No fue hasta 1860, tres décadas después de ser descubierto, cuando el mundo académico centró su atención en el yacimiento de Albacete y en sus singulares características. Las visitas de arqueólogos, aprovechados y vecinos se multiplicaron, hasta que un escultor y picapedrero francés llamado Carlos Bollier, amigo de Amat, dijo haber extraído una sorprendente figura femenina sedente que dejó a todos boquiabiertos. No se había visto nada igual. El cronista de Yecla Pascual Giménez Rubio, que observó la figura en 1865, la describió como una “imitación de una momia egipcia por el aire de su traje y aptitud; aunque por su aspecto, collares y enormes arracadas [aretes], podría ser también un ídolo del gentilismo [idólatras]”. El reputado arqueólogo Juan de Dios Aguado y Alarcón identificó en un primer momento el yacimiento como un “santuario con un martyrium [edificación] cristiano de época visigoda”, algo que muchos colegas ratificaron.
Los primeros estudios calificaron el yacimiento íbero de santuario visigodo”
En 1870 se iniciaron las excavaciones por parte de los Padres Escolapios de Yecla.

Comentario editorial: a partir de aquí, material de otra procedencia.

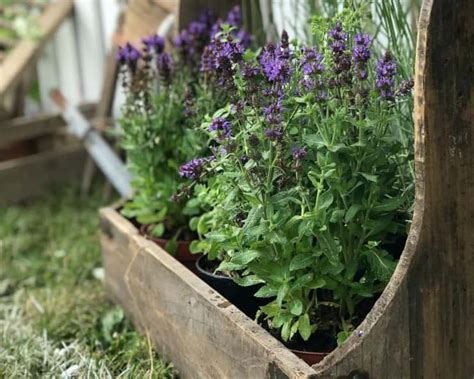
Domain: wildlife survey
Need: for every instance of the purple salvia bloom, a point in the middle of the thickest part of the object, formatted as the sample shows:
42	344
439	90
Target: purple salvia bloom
165	65
129	56
234	17
154	43
275	68
222	126
312	61
361	54
298	153
193	169
338	45
244	38
275	134
386	69
406	86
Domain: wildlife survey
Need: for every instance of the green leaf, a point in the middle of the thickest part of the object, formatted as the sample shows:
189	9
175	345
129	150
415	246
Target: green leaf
301	261
369	177
266	291
353	209
317	283
325	200
249	280
296	307
282	292
245	257
304	326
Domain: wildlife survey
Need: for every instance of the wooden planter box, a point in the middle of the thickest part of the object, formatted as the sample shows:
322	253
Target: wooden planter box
422	326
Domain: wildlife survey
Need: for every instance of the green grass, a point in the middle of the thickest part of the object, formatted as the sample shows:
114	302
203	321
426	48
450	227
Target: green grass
54	318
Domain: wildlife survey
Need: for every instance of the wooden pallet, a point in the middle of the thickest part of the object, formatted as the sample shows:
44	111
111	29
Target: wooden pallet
422	326
59	159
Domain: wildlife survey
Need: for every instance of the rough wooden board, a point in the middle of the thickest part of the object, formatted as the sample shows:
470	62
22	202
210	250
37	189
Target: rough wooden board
190	10
201	332
423	324
22	128
25	178
25	52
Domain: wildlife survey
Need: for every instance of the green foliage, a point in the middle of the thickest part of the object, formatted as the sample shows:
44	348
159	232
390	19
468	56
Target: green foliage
54	317
312	229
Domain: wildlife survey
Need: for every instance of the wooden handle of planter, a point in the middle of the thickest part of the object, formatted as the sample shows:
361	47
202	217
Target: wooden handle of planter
423	324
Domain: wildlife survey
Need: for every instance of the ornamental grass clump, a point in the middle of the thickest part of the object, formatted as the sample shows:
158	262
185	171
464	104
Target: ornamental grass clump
167	91
309	188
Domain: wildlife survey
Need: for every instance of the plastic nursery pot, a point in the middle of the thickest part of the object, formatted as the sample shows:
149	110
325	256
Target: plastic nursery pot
242	297
310	357
182	254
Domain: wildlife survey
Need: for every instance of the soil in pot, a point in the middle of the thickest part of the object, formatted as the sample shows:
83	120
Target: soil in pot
242	297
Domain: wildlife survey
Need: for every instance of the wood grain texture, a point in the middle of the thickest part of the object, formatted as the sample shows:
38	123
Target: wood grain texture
423	324
32	176
26	51
22	128
189	10
189	323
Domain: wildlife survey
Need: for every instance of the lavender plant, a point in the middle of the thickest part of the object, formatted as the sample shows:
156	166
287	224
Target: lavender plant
166	93
309	182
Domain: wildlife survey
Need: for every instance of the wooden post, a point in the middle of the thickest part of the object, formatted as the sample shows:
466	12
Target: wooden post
423	324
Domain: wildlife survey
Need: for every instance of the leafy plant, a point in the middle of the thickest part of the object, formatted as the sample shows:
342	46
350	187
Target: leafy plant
166	94
309	182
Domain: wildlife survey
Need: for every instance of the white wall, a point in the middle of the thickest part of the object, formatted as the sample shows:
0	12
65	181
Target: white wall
73	60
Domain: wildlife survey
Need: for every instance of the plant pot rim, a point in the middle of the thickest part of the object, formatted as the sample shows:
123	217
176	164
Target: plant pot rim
143	231
211	274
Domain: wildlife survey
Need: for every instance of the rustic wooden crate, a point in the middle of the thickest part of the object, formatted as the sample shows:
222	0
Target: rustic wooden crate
422	326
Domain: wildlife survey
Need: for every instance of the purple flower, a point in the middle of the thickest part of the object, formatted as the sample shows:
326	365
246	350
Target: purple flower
193	169
275	67
154	43
312	61
275	134
361	54
128	55
234	17
165	65
244	38
298	153
338	41
386	69
406	86
222	126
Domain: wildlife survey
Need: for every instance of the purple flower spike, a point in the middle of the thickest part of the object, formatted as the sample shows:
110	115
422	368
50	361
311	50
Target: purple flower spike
386	70
193	169
154	43
128	55
298	153
275	67
361	54
275	134
234	17
165	65
338	44
312	61
222	126
406	86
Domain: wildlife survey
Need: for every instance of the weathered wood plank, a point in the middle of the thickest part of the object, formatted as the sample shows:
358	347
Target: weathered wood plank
201	332
29	177
27	50
22	128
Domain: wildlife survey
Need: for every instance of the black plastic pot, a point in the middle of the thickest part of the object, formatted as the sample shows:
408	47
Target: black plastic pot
242	297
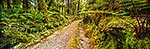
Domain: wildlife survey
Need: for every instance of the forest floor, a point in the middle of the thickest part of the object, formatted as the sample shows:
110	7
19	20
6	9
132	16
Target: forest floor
61	38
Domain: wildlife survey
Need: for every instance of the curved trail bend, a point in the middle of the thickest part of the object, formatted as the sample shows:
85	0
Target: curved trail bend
60	39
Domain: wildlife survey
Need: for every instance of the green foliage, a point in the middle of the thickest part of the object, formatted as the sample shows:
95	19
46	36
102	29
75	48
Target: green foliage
19	27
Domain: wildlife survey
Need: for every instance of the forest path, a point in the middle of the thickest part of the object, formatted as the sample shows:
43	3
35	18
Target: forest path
60	39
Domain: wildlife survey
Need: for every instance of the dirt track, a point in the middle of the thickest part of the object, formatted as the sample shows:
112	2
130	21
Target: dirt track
60	39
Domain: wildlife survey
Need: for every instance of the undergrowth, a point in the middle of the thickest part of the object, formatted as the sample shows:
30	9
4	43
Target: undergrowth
17	26
113	33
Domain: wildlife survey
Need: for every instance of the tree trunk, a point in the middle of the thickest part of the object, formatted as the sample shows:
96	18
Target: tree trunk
68	7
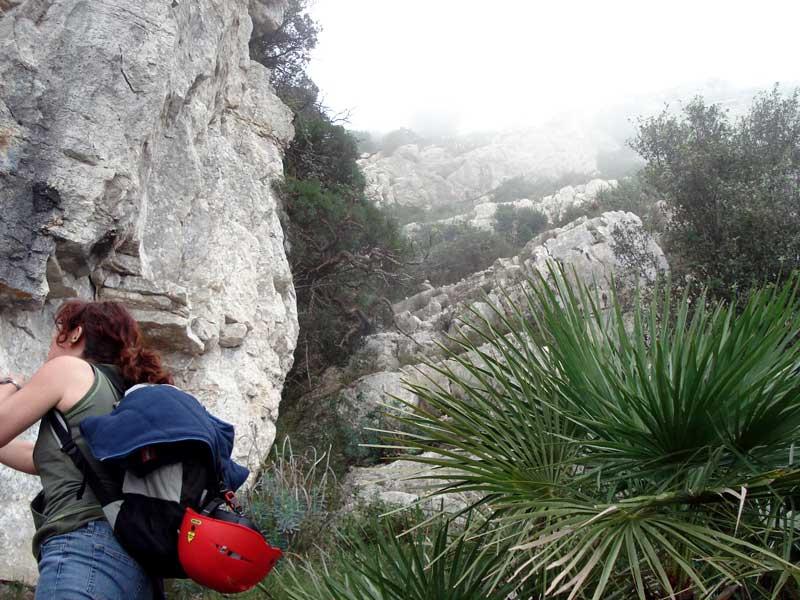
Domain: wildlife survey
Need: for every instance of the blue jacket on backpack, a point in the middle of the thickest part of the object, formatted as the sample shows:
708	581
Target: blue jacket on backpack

Redactaron una memoria que llegó al nuevo Museo Arqueológico Nacional que, con sus anaqueles prácticamente vacíos, envío una comisión oficial a investigar y adquirir lo que fuera interesante. Se compraron 50 restos escultóricos a Amat, atrabiliario personaje conocido también como el Relojero de Yecla. Tan espectaculares y enigmáticas eran las figuras adquiridas, que una segunda comisión volvió a comprarle, un mes después, otro medio centenar de obras. Una tercera comitiva de expertos adquirió otras 30 a un anticuario llamado Miró, entre las que se encontraba la Gran dama oferente ―esta es auténtica― de tal manera que, en 1873, el museo contaba con más de 300 piezas del cerro de Los Santos.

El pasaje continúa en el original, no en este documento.